LiMoE - Project Page

HighLight

Figure 1. Illustration of the proposed mixture of LiDAR representation learning (LiMoE) design. We observe unique patterns of each LiDAR representation (range, voxel, and point) in image-to-LiDAR data pretraining. Our framework aims to integrate distinct attributes from different LiDAR representations into a unified feature space, enabling enhanced 3D scene understanding.

Mixture of LiDAR Representation Learning
In this work, we present LiMoE, a novel framework that synergistically integrates three LiDAR representations into a unified representation for feature learning.
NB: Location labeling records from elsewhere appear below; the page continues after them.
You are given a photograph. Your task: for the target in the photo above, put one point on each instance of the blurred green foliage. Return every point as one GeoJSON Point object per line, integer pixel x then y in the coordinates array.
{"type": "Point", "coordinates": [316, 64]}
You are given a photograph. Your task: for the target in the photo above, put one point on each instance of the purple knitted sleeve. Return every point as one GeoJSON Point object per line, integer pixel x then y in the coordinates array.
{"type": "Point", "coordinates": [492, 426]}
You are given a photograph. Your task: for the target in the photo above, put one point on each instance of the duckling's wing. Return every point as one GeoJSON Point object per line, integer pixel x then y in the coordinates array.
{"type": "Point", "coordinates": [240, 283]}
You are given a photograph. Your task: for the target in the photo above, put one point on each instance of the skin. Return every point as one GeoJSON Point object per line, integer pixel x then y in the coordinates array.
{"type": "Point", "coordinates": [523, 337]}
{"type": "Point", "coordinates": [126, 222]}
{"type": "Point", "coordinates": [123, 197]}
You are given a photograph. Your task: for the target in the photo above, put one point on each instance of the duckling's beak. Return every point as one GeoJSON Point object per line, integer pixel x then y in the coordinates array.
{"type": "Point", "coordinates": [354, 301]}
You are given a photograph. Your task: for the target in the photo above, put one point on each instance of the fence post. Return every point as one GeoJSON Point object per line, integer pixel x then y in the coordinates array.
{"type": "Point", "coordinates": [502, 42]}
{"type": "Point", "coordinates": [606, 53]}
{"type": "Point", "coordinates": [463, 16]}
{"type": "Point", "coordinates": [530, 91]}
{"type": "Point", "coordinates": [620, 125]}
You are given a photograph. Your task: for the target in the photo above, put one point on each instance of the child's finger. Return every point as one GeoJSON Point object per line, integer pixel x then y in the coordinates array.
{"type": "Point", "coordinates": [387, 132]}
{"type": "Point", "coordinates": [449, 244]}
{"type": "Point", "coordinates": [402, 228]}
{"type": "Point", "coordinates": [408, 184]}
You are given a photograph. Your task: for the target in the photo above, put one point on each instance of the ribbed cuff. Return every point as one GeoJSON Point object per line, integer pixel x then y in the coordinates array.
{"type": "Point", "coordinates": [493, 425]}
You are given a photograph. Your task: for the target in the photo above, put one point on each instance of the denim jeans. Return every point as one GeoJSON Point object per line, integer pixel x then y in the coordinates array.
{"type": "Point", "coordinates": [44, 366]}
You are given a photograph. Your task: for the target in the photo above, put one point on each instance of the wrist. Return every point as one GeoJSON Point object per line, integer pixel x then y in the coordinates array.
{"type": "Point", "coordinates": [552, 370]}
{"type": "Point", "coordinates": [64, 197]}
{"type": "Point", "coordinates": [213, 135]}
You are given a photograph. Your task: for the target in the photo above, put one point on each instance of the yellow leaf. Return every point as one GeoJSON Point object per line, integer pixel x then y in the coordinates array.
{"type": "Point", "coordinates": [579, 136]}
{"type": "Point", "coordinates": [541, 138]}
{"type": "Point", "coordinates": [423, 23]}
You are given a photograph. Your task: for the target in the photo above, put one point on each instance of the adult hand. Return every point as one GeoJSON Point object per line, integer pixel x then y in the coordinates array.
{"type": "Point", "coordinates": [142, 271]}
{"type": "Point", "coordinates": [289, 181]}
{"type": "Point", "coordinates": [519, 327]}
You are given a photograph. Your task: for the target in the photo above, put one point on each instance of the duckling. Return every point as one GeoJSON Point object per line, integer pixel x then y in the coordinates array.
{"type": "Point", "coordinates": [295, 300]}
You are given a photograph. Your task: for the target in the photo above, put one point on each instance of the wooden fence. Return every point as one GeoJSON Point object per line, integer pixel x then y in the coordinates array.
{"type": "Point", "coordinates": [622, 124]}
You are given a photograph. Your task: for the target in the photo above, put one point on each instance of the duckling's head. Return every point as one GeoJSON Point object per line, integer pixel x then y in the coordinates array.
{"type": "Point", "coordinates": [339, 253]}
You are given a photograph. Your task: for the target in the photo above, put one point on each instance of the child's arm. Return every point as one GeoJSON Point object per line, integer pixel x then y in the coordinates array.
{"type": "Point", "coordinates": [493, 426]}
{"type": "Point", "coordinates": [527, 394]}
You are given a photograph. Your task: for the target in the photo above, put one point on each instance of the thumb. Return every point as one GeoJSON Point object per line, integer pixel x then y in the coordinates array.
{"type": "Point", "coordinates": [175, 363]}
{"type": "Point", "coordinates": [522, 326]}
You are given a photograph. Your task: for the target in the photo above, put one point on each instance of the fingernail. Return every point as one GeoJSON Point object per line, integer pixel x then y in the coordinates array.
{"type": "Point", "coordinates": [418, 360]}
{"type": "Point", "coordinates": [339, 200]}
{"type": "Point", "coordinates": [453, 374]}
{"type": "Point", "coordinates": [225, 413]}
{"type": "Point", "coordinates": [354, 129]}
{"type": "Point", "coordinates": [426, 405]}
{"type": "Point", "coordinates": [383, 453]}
The framework operates in three stages: (1) Image-to-LiDAR pretraining, where knowledge from pretrained image backbone is transferred to LiDAR points for each representation, initializing diverse representation-specific features; (2) Contrastive mixture learning (CML), which fuses pretrained features across representations into a unified representation, leveraging their complementary strengths; and (3) Semantic mixture supervision (SMS), which enhances downstream performance by combining multiple semantic logits.
We observe that pretrained models with different LiDAR representations capture distinct data attributes. Range images primarily focus on middle laser beams and distances, sparse voxels emphasize upper beams and longer distances, while points capture lower beams and near distances.

Figure 2. Overview of the LiMoE framework. Our design consists of three stages: (1) The image-to-LiDAR pretraining transfers knowledge from images to various LiDAR representations; (2) The contrastive mixture learning (CML) integrates the MoE framework to mix data attributes into a unified representation for pretraining; and (3) The semantic mixture supervision (SMS) fuses semantic logits from multiple representations to further enhance performance across different downstream tasks.

Figure 3. Cosine similarity between learned features of a query point (denoted as the red dot) and: (1) the features of the image of the same scene (the first row); and (2) the features of the LiDAR points projected onto the image (the second row). Best viewed in colors.

Figure 4. Visual interpretations of the expert activation paths in Contrastive Mixture Learning (CML). The experts are #1 range view, #2 voxel, and #3 point, respectively.

Table 1. Comparisons of state-of-the-art LiDAR pretraining methods pretrained on nuScenes and fine-tuned on nuScenes, SemanticKITTI, and Waymo Open datasets, respectively, with specified data portions. LP denotes linear probing with frozen backbones. All scores are given in percentage (%).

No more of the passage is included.